Johansson believes there’s a key difference between the Fast Track scheme and previous attempts to integrate migrants into the labour market. Whereas other programs were piecemeal, the Fast Track is a tangible path to a career.
“We can see what we’ve been lacking in Sweden is this idea of tracks,” she explained. “We’ve been offering education, we’ve been offering courses, we’ve been offering practice. But we hadn’t formed the tracks.” By offering a coherent path in which multiple stakeholders work together to lay out the journey to an actual career, the program is getting success where other efforts have fallen down.
As well as addressing Sweden’s own workforce challenges the program addresses a particular difficulty faced by experienced and qualified migrants. Despite arriving in Sweden with useful skills, they often find their qualifications aren’t recognised, or struggle to break into the employment market without contacts or local knowledge. The program hopes to get these migrants into paying jobs within two years, while addressing profound staff shortages in crucial areas like teaching, medicine and social work.
The program also ensures that asylum seekers will be able to access Swedish language training in their government accommodation, and will introduce work-specific language training. Asylum seekers will also be given the option of an internship as well as an assigned mentor, guidance counsellor and language teacher.
Fast Track measures are developed in separate processes for each industry, in tripartite discussions with partners such as trade unions, industry representatives and public agencies. The discussions aim toward a common agreement on what concessions could be allowed for new migrants in the industry and what support different agencies would provide. According to Johansson, the proactive, organised efforts of the “social partners” who implemented the work programs with the government were critical to the program’s success.
Early stage tripartite discussions have been held with other industries and similar strategies are set to be employed in these areas. They include pharmaceuticals, tourism, manufacturing, transportation, wood processing, graphic design and construction. Other public agencies, such as the Swedish Council for Higher Education, have also participated in the discussions.

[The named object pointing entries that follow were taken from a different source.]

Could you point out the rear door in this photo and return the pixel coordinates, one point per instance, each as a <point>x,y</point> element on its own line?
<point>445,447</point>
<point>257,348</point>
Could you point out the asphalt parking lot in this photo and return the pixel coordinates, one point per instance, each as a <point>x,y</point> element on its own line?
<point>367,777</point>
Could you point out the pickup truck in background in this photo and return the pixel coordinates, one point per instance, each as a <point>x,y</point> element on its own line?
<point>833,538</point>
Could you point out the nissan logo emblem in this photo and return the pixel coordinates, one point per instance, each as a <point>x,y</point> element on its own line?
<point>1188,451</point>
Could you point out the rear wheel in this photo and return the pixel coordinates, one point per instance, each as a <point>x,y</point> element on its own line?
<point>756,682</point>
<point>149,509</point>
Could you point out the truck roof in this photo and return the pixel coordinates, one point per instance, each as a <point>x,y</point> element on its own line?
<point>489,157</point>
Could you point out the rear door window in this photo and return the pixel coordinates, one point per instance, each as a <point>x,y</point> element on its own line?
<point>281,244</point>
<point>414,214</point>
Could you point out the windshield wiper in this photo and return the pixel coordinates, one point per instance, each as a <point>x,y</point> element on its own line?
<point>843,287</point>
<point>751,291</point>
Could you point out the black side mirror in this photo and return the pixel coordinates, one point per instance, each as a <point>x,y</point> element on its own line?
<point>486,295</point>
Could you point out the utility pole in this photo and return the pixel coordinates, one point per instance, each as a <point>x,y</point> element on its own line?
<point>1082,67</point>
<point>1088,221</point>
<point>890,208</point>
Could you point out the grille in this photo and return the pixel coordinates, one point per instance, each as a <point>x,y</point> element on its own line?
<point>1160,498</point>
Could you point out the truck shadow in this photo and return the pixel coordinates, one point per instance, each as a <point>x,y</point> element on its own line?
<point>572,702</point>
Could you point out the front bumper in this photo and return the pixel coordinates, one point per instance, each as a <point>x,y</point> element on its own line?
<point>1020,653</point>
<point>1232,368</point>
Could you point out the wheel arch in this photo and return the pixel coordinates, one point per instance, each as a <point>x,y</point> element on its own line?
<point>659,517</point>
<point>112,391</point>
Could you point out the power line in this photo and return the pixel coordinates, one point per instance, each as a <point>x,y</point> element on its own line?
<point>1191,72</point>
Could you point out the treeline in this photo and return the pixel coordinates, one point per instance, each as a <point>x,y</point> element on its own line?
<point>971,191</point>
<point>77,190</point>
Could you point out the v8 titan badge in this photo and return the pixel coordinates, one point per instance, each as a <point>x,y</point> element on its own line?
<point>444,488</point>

More recently, programs have targeted teachers and social workers. Newly arrived teachers are given an intensive study program in Swedish and shadow a Swedish teacher before completing an apprenticeship in a school. They can enter the program using the teaching qualifications they gained in their home country, documents that would not otherwise be recognised in Sweden.
Without the program professionals would have had to undergo a seven-year training to teach in Sweden. It’s a tough process which puts many off qualifying at all. Now they can get a job after two years, and it’s hoped that 60 new migrant teachers per year can be recruited to address the shortage that Stockholm is currently facing.
Some trade representatives and unions, however, have expressed concerns about the Fast Track and declined to participate. The country’s construction workers’ union, Byggnads, reportedly argued that it would compel companies to employ migrants because their places would be subsidised, at the cost of Swedish workers.
The involvement of social partners has also been a useful motivation for the public sector to improve its processes, Johansson said. “There are some criticisms toward the Public Employment Service. What we learn is the social partners are much quicker, more flexible and more focused on doing things,” she said. “The Public Employment Service is accused of being not so quick, not so flexible, and a little bit bureaucratic.”
The Swedish program is one of a raft of measures introduced by European governments to help integrate refugees and asylum seekers while addressing the needs of their own economies too.